Adianthidae is an extinct family of litopterns that existed from the Middle Eocene (Mustersan) to the Early Miocene (Santacrucian).
Adianthids were actively mobile herbivores. They were small in size when compared to most litopterns. Most species did not exceed the size of a cat. Although small in size, the adianthids showed dental features that were already specialized even in the Oligocene genera. The molars were equipped with ridges, and the upper molars were provided with crescent-shaped metacones and paracones, with a columnar parastyle and a very reduced or absent mesostyle. The lower fourth premolar was provided with a crested talonid, and the lower molars were double crescent-shaped or nearly so. The upper fourth premolar was molar-shaped, and the teeth from the third premolar to the upper third molar had three primary dimples and (in the more derived forms) a few accessory dimples behind the prostylar cingulum in front of the cingulum of the postipocone.[1] [2]

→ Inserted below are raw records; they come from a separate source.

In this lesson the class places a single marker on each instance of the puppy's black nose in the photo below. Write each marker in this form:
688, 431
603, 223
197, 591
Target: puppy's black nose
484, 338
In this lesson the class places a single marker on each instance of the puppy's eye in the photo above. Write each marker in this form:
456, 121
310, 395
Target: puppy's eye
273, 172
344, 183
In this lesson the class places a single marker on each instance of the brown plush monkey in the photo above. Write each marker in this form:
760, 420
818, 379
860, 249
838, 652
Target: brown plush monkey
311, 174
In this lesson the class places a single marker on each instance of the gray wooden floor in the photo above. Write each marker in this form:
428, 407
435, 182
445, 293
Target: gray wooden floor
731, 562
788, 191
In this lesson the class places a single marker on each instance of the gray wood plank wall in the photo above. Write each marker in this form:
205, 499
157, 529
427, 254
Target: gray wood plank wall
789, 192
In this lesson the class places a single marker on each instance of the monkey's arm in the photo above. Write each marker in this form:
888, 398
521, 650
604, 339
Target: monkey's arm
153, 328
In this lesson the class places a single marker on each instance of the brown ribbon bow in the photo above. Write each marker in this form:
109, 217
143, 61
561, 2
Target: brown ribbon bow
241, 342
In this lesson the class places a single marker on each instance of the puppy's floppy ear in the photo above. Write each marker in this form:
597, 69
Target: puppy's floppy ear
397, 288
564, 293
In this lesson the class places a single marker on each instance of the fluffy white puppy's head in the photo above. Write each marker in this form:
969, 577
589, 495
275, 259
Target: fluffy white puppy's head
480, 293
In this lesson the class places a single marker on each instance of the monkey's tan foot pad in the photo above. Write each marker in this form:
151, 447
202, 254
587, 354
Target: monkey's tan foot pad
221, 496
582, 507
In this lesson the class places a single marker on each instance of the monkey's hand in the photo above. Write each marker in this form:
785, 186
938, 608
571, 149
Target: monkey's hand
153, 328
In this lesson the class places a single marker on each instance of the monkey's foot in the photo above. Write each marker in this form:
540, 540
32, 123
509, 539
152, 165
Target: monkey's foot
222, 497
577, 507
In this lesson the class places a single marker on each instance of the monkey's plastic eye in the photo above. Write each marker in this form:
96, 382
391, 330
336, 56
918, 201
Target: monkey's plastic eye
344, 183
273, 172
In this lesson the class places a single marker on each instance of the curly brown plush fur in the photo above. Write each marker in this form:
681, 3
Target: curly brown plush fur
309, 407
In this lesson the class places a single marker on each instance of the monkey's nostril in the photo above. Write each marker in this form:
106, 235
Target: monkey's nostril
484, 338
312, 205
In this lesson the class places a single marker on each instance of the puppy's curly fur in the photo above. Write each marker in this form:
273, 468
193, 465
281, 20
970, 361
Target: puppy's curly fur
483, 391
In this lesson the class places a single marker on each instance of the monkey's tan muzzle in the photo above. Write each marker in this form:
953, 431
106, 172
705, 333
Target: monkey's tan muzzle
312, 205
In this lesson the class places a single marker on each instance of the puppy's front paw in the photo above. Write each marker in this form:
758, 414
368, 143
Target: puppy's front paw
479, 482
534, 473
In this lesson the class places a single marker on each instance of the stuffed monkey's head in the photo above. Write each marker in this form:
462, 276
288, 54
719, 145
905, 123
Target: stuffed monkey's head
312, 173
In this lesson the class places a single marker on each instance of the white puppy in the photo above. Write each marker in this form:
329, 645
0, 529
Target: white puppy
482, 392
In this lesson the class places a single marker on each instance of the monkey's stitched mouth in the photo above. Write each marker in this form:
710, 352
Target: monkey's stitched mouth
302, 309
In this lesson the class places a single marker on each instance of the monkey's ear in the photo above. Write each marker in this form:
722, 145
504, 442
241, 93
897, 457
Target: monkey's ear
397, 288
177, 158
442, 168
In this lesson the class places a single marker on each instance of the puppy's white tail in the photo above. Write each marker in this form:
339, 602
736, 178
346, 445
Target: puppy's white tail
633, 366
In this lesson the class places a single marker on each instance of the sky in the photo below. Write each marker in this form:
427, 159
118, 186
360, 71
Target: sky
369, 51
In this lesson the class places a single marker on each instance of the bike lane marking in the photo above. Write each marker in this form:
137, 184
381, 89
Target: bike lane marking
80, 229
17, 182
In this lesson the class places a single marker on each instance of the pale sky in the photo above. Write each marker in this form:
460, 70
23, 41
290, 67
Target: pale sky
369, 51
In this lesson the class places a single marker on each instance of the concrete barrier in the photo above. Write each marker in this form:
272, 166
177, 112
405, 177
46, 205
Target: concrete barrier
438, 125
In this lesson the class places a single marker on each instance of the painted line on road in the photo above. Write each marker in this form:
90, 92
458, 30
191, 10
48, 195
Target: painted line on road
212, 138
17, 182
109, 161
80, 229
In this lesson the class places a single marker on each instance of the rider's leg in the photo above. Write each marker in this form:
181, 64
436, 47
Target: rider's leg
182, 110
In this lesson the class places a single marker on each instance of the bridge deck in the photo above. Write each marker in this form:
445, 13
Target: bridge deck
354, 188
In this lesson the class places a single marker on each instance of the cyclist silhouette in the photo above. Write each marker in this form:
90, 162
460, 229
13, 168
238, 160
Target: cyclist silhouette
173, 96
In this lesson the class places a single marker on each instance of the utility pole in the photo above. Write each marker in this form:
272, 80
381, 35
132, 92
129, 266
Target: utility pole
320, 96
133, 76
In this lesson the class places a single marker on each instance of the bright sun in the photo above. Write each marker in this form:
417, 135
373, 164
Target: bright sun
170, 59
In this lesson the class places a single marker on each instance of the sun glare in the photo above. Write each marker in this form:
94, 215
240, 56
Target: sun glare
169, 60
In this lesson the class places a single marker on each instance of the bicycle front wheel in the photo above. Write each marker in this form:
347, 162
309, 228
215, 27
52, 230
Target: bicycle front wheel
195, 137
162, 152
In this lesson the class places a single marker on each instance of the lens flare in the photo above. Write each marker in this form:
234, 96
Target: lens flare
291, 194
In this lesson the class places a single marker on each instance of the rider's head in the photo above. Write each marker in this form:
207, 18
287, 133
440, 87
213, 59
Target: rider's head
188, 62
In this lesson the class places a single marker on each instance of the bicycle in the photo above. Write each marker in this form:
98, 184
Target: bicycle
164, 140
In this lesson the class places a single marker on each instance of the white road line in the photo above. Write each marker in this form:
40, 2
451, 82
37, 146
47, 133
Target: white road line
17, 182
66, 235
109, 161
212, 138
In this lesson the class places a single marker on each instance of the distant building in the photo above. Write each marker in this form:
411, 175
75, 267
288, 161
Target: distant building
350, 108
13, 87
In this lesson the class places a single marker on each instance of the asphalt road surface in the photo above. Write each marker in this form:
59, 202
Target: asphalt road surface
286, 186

Adianthidae was named by Florentino Ameghino in 1891. It was renamed to Adiantidae by Jaekel in 1911 which is used comparatively less but is synonymous (not disputed). It was reranked to a subfamily Adiantinae by Bordas in 1939.
It was assigned to Litopterna (renamed by Jaekel in the same year from Litopterna) by Jaekel in 1911, to Macraucheniidae by Bordas in 1939 and to Macrauchenioidea by Cifelli in 1983 and to Litopterna by Ameghino in 1894 and 1897, by Simpson et al. in 1962, by Cifelli and Soria in 1983, by Bond and Vucetich in 1983 and by Carroll in 1988.[3]